Conjunctivitis can also result when a person is sensitive to certain facial products and cosmetics. This latter form is sometimes referred to as irritant Conjunctivitis. Allergic and irritant Conjunctivitis are not contagious.
Symptoms of Conjunctivitis
The symptoms of the infective form of Conjunctivitis include discharge that is watery or sticky, eyes that water and feel gritty, and eyes that feel as if they have been glued together upon waking. Mild soreness is sometimes a symptom. The part of the eye that is normally white will also become red or pink, which is why Conjunctivitis has earned the nickname 'pink eye'. Because Conjunctivitis often develops along with a common cold, a person may also have symptoms of a cold including runny nose, mild fever and a sore throat.
With the allergic form of Conjunctivitis, eyes are itchy and the eyelids may appear puffy. There may also be a discharge from the eyes that appears white or watery or ropy.
Who is at risk?
Anyone is at risk of getting Conjunctivitis. Because it can be contagious, a person with Conjunctivitis needs to take measures not to spread it. It's difficult because it is normal to rub the infected eye as a way of providing temporary relief.

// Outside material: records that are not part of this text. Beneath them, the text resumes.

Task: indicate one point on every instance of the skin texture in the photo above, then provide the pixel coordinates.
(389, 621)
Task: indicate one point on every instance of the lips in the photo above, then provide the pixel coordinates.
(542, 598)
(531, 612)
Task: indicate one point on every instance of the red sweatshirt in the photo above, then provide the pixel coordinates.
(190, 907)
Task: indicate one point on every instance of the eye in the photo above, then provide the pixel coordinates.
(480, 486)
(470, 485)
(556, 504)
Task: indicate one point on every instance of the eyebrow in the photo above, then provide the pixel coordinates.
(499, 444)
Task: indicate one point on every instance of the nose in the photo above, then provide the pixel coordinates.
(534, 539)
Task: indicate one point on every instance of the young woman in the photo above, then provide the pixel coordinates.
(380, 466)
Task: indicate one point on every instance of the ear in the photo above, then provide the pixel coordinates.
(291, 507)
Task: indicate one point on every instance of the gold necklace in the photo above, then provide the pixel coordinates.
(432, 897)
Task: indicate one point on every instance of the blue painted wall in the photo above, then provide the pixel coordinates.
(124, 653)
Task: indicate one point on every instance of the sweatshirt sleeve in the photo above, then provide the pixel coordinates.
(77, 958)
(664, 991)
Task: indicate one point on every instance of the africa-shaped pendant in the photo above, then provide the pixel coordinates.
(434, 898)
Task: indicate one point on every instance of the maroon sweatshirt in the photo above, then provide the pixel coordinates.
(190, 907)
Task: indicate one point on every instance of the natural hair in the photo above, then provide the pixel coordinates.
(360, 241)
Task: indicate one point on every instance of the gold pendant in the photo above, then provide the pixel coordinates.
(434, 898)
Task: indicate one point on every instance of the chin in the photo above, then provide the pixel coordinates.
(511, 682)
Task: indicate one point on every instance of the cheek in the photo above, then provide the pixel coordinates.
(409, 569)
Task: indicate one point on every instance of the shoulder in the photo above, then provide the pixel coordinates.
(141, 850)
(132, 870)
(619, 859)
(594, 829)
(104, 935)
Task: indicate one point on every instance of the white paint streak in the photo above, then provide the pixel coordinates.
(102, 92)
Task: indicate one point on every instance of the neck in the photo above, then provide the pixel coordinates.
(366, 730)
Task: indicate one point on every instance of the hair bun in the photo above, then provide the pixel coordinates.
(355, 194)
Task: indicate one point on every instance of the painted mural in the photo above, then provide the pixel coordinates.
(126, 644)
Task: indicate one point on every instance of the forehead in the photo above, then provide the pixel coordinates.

However, if hands are not washed afterwards and the cause is bacterial, the bacteria can be transferred to another individual by coming into contact with the infected hands.

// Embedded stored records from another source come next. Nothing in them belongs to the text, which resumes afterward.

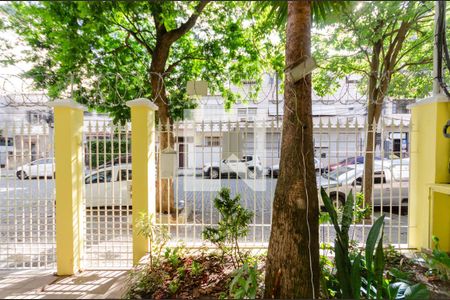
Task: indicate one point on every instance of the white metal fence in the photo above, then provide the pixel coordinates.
(206, 153)
(204, 146)
(27, 211)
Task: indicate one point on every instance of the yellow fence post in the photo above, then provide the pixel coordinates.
(69, 185)
(430, 162)
(143, 167)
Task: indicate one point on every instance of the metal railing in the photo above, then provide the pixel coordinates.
(208, 155)
(27, 208)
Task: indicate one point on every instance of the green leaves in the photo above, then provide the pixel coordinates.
(100, 52)
(356, 276)
(363, 277)
(233, 224)
(245, 282)
(372, 239)
(346, 48)
(417, 291)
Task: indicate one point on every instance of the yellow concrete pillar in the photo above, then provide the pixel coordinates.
(430, 155)
(143, 166)
(68, 138)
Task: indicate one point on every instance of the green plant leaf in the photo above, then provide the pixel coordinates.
(371, 241)
(347, 216)
(379, 267)
(343, 270)
(356, 277)
(329, 207)
(417, 291)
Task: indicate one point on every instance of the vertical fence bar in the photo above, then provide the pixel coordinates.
(143, 167)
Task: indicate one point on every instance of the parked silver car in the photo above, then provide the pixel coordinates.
(249, 166)
(274, 171)
(44, 167)
(390, 183)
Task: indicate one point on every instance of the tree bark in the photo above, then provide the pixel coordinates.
(165, 200)
(292, 269)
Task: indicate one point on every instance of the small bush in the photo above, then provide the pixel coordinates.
(232, 226)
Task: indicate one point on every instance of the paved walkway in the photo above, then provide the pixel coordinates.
(45, 285)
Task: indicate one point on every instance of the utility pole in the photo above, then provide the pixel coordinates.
(436, 86)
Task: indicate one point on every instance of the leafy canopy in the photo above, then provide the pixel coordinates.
(100, 52)
(347, 47)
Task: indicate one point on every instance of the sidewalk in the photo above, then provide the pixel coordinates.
(32, 284)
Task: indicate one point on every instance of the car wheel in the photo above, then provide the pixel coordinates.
(337, 199)
(214, 173)
(21, 175)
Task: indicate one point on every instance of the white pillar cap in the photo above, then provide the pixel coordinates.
(433, 99)
(69, 103)
(142, 102)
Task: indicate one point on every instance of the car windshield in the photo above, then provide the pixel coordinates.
(334, 175)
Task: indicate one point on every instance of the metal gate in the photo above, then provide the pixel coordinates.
(107, 184)
(27, 199)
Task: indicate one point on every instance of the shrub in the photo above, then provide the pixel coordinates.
(232, 226)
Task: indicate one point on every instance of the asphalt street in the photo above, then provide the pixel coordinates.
(27, 229)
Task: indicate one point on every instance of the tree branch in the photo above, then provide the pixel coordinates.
(136, 37)
(185, 27)
(172, 66)
(421, 62)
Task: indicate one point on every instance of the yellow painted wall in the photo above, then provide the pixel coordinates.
(69, 175)
(143, 164)
(430, 153)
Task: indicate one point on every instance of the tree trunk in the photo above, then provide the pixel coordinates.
(165, 202)
(292, 269)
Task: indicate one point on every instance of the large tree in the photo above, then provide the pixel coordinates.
(389, 44)
(106, 53)
(292, 268)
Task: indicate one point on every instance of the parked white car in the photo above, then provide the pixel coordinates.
(44, 167)
(110, 186)
(248, 166)
(390, 183)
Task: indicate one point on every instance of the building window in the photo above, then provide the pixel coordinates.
(248, 111)
(401, 106)
(33, 117)
(212, 141)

People who have a history of allergies, particularly hay fever, are at increased risk of developing the allergic form of conjunctivitis.
Early detection/treatment
Infective Conjunctivitis with its notable pink eye often will accompany a common cold making this eye problem rather easy to identify. Likewise a person with known allergies knows whether or not he has allergic Conjunctivitis.
Treatment for infective Conjunctivitis that is caused by bacteria includes the application of antibiotic ointment or antibiotic drops. If it is caused by a virus, typically the condition is left to heal on its own, much like a cold. Generally however, it is difficult to determine whether infective Conjunctivitis has resulted from bacteria or a virus so oftentimes, no treatment is prescribed.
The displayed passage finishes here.